Model training#

This use-case is model training.

By going through this you will know how to use Cascade for metadata tracking, hyperparameter tuning and model selection.

Previous part is the pipeline building and is taken without comments.

For more detailed description of it see Pipeline building example.

[1]:

#!pip3 install torchvision

[2]:

import cascade.data as cdd
import cascade.models as cdm
import cascade.meta as cde
from cascade.utils.torch import TorchModel
from cascade.utils.sklearn import SkMetric

from tqdm import tqdm
import torch
import torchvision
from torchvision.transforms import functional as F
from torch import nn

[3]:

import cascade
cascade.__version__

[3]:

'0.14.0-alpha'

Data Pipeline#

[4]:

MNIST_ROOT = 'data'
INPUT_SIZE = 784
BATCH_SIZE = 10

[5]:

class NoiseModifier(cdd.Modifier):
    def __getitem__(self, index):
        img, label = self._dataset[index]
        img += torch.rand_like(img) * 0.1
        img = torch.clip(img, 0, 255)
        return img, label


train_ds = torchvision.datasets.MNIST(root=MNIST_ROOT,
                                     train=True,
                                     transform=F.to_tensor,
                                     download=True)
test_ds = torchvision.datasets.MNIST(root=MNIST_ROOT,
                                    train=False,
                                    transform=F.to_tensor)

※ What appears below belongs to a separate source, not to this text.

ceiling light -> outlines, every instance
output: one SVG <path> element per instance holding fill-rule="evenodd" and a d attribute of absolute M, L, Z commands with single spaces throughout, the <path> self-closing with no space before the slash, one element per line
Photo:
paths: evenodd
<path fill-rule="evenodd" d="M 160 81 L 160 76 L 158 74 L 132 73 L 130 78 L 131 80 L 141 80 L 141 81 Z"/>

train_ds = cdd.Wrapper(train_ds)
train_ds.describe("This is MNIST dataset of handwritten images, TRAIN PART")
test_ds = cdd.Wrapper(test_ds)

train_ds = NoiseModifier(train_ds)
test_ds = NoiseModifier(test_ds)

train_dl = torch.utils.data.DataLoader(dataset=train_ds,
                                       batch_size=BATCH_SIZE,
                                       shuffle=True)
test_dl = torch.utils.data.DataLoader(dataset=test_ds,
                                      batch_size=BATCH_SIZE,
                                      shuffle=False)

Module definition#

[6]:

class SimpleNN(nn.Module):
    def __init__(self, input_size, hidden_size, num_classes, *args, **kwargs):
        super().__init__()

        self.input_size = input_size
        self.hidden_size = hidden_size
        self.l1 = nn.Linear(input_size, hidden_size)
        self.l2 = nn.Linear(hidden_size, num_classes)
        self.relu = nn.ReLU()

    def forward(self, y):
         out = self.l1(y)
         out = self.relu(out)
         out = self.l2(out)

         return out

Cascade wrapper#

[7]:

class Classifier(TorchModel):
    # In train we copy-paste regular pytorch trainloop,
    # but use self._model, where our SimpleNN is placed
    def fit(self, train_dl, num_epochs, lr, *args, **kwargs):
        criterion = nn.CrossEntropyLoss()
        optim = torch.optim.Adam(self._model.parameters(), lr=lr)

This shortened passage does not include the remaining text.